Several imaging studies have examined the functional neurobehavioral effects of the psychostimulant class of medication and have generally found that these medications increase activation in frontal-striatal regions of the brain. Psychostimulant medications are quite effective and have a relatively mild side effect profile for most children, but in some cases alternative medications may be preferred. In 2002, The FDA approved atomoxetine with an indication for ADHD.
Like the psychostimulants, atomoxetine reduced ADHD symptomatology. Unlike the stimulants, atomoxetine purportedly affects predominantly norepinephrine whereas the psychostimulants affect dopaminergic levels in the brain. Few imaging studies have been conducted to examine how the effects of atomoxetine on brain function may be similar or different from that of the psychostimulants. We propose to study in vivo the effects of stimulant and non-stimulant ADHD medications.
The goals of this pilot study are to:
- demonstrate the feasibility of our planned research protocol in this population,
- to gather initial estimates of effect size, and
- to refine protocol procedures.
In this pilot study, approximately 10 children with ADHD (aged 9-13) will be recruited. Children will be recruited from local pediatrician offices. Children will only be selected if they are ADHD medication-naïve and a decision has been made between the child's physician and the child's family to place the child on either a psychostimulant or atomoxetine to treat ADHD.

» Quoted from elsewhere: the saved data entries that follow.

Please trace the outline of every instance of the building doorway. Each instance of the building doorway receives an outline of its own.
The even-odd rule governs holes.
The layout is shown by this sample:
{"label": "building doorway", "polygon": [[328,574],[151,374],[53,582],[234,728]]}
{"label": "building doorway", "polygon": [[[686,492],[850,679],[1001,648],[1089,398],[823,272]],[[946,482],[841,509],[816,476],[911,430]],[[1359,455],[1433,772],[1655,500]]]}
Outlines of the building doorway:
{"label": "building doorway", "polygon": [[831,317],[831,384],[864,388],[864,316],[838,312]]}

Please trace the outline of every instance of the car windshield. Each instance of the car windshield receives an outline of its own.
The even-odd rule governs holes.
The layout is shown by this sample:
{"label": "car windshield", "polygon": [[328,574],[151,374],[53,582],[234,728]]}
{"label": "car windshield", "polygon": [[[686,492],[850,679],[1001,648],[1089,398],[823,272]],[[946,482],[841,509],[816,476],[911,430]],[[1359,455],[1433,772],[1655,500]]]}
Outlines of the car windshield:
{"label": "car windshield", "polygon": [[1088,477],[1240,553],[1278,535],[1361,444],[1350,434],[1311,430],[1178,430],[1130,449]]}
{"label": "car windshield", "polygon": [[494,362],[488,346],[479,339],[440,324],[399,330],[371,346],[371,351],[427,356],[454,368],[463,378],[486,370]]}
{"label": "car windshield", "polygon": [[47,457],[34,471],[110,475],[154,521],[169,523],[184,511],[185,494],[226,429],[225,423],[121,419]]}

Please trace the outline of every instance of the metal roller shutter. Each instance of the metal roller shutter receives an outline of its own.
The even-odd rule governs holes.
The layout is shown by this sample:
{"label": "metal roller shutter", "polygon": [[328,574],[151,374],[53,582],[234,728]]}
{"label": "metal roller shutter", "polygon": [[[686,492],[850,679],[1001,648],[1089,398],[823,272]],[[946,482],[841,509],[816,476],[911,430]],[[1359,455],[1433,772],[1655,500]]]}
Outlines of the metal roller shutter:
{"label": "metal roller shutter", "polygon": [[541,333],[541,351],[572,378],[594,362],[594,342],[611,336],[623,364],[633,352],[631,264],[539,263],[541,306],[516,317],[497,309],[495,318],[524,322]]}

After signing consent, an ADHD diagnosis will be confirmed using a structured interview administered to the child's parent. Prior to beginning medication, the child will participate in an fMRI and MEG protocol which involves completing a battery of 4 different tasks over the course of 2 days. After 5-7 weeks of treatment on the medication (prescribed by the child's physician), we will repeat the fMRI and MEG protocol over the course of 2 days. The behavioral paradigm tasks encompass a wide variety of cognitive skills designed to tap brain activation in various brain areas, specifically in the frontal and/or striatal regions. Analyses will focus on examining differential medication effects that may be specific to the cognitive construct being tested or to the area of the brain that is being activated.
While formal hypothesis testing is unlikely given the small size of the sample, we expect to be able to determine signal intensities across the different task conditions and across the medication conditions so that estimates of effect sizes can be determined for a future grant application and a more detailed examination of this topic.